Thankfully, near where we were staying, there was a very tiny bar, one with only three tables. My husband and I had watched the Iceland-France game there. Since there wasn’t much space inside, they had taken a TV and put it in the window facing out. There were chairs and tables set outside so we were able to grab a place to sit. The game didn’t go so well — my youngest son was crushed — but again, the beer was good.

What I love about Europe is each country’s passion for their team and the game. Over and over again we saw German flags hanging on balconies and small ones attached to car windows. Bakeries had pastries with the game scores on them in icing or decorated to look like a football pitch with a soccer ball. Shop windows were filled with soccer balls and stuffed teddy bears wearing the German colors. And I mean all kinds of shops, whether it was a pharmacy or a kitchen supply store.

In the grocery store we found Coke cans with the players’ pictures on them and displays with toothbrushes, glasses, and pencil boxes. One grocery store was giving out player cards with every purchase.

Experiencing all of this in Germany, it does make me sad that, while things are improving, we in the US don’t unite around our national team in the same way. There is a true sense of national pride for most other countries for their soccer team. I mean, just look at Iceland. Someone told me there were concerns about the recent presidential elections that were going on during the Euros because 10 percent of the population was in France following the Iceland team. The tiny company that makes their jerseys? Swamped, working 24 hours a day to try and keep up with demand.

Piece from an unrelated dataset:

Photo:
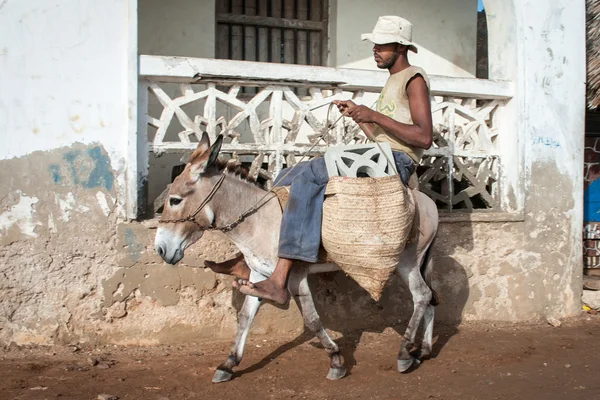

On Sunday night I was with my family in Italy watching the final and guess what: Every bar, every restaurant had a TV with the game on — never mind that Italy isn’t playing. It’s the Euros and everyone is watching.

And this time it’s the wine that’s good!



  1. Lucky lucky lucky… sounded like an amazing time to be there. I’m jealous jealous jealous 🙂

  2. I was in 2006 during the WC in Germany and it was fantastic. It was unbelievable that the guy next to me during the Germany – Italy semi-final had also come from Philly (and also had graduated from LMHS!). It is very special to be in Europe during the WC or Euro’s; highly recommended for all who read/contribute to this site. The US still has a long way to go. I watched the France-Germany game at Brauhaus Schmitz on South Str.; was the best place to watch that game with circa 200 others (of which only 2 supported France!).